Multidisciplinary artist, Steven Restagno wins Artscape Award for Best in Student at the Toronto Outdoor Art Fair
Steven Restagno was awarded the Artscape Award for Best in Student at the Toronto Outdoor Art Fair this past July. As a multidisciplinary artist, Steven works in photography, video, sound and installation, but his primary focus has always been figurative painting. Steven had recently completed his Bachelor of Arts degree, major in Fine Arts at the University of Waterloo and was spearheading his creative career before applying for MFA program. The Artscape Award will aid in launching his creative career by offering a solo exhibition at Artscape Youngplace’s Hallway Galleries in July 2020 and a self-directed artist residency at Artscape Gibraltar Point this winter. Learn more about Steven’s recent artistic practice:
Can you describe the creative process of working up a large painting?
SR: I dilute my paint with a lot of solvents, which keeps it thin, malleable and prone to changing unpredictably after being applied to the surface and I ﬁnd it’s best to ﬁnish a piece in one sitting while the paint and solvent are still wet. This makes the biggest challenge of working large scale to be ﬁnishing before the solvent fully dries, and if I do end up working over a dried layer, the challenge is trying not to lose the initial immediacy and surface quality achieved from the ﬁrst sitting.
Marko (2018), Oil on Linen, 11 x 16.
I really like to over-plan how I’m going to approach a painting and then forget it all once I’ve started. I also tend to rely on my photographic references for areas where I want to really nail the anatomy, while other parts are much looser and subject to completely dissolving with solvent. It might seem redundant, but when it comes to large paintings the advice I wish I could give my younger self is to use a bigger brush!
Marko II (2019), Oil on Panel, 6 x 6.
What drew you to portraiture and oil painting?
SR: I was drawn to portraiture initially as a kind of exercise in intimacy. Many of the people that I’ve painted are close to me in one way or another, and the process can act as a sort of mediation between identity, appearance, and relationship. Historically, I think a lot of painting is embedded in a narrative of romanticization and idealization, and it can be very moving in ways that are hard to pin down.

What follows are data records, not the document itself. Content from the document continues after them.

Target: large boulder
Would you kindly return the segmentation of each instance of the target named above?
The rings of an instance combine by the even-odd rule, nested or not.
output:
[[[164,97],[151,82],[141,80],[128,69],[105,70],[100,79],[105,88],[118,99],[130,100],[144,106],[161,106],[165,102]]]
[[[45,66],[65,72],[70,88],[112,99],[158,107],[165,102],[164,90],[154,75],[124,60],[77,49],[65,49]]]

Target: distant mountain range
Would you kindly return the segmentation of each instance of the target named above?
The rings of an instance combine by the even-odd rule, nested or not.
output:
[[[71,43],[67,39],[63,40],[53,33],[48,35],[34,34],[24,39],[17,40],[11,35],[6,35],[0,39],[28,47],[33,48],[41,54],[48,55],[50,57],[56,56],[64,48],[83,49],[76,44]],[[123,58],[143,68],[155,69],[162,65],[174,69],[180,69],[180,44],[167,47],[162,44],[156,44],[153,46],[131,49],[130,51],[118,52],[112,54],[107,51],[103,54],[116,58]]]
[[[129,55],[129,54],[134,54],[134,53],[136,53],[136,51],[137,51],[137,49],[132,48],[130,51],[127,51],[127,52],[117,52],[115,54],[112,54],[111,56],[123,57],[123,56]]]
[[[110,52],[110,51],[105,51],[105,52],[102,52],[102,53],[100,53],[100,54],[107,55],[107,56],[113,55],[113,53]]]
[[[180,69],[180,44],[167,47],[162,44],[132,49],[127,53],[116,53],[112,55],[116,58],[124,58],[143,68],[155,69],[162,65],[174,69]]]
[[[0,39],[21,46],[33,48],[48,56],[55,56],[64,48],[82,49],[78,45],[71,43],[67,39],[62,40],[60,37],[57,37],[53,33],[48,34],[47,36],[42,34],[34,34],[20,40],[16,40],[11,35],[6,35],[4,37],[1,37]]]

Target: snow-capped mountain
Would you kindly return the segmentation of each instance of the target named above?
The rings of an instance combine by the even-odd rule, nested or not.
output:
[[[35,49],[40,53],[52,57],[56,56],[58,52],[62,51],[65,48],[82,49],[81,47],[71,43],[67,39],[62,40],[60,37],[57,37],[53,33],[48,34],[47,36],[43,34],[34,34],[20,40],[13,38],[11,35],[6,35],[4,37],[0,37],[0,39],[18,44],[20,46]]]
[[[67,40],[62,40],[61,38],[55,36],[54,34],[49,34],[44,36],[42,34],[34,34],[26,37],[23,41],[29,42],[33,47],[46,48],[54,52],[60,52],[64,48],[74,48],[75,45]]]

Solus (2019), Oil on Canvas, 48 x 60.
Coming out of tradition that’s so rich in history, with all its religious tropes, drama, nudity, voyeurism and intellectual criticism, I think it provides an interesting framework to examine contemporary sexualities and queerness.
Undine I (2019), Polyester, Paper, Wirespeakers, LED lights.
You recently produced two sound sculptures for a show at the University of Waterloo. Can you describe these works and the process of designing them?
SR: Undine was a series of two installations that were my ﬁrst big opportunity to bring my passion for music and interactive space into my practice. The sculptures were each constructed around a speaker, with LED lights and translucent layers of coloured papers and polyester materials. They were either built up from the ground into large archways or hanging from the ceiling like human sized cocoons, ﬁlling up the darks spaces with a soft, colourful glow. The sound compositions that I designed were made of many layers of processed voices, like a musical language, and each sculpture had its own voice and corresponding light. It was a huge pleasure developing the necessary technical skills and I have to thank Jane Tingely, a faculty member at the University of Waterloo, for her insight.
Reflection I (2019), Digital Image.
What has been the benefit of experimenting in new media?
SR: As with any creative or intellectual pursuit, branching out into diﬀerent disciplines gives your ideas a chance to cross-pollinate and ﬂourish. I’ve found that focusing all of my attention into a single way of working is ultimately counter productive, and there are just certain things that can’t be said with painting. The more time I spend with different forms of art making, the more meaningful conceptual, technical and aesthetic understanding I end up bringing to all methods of creating.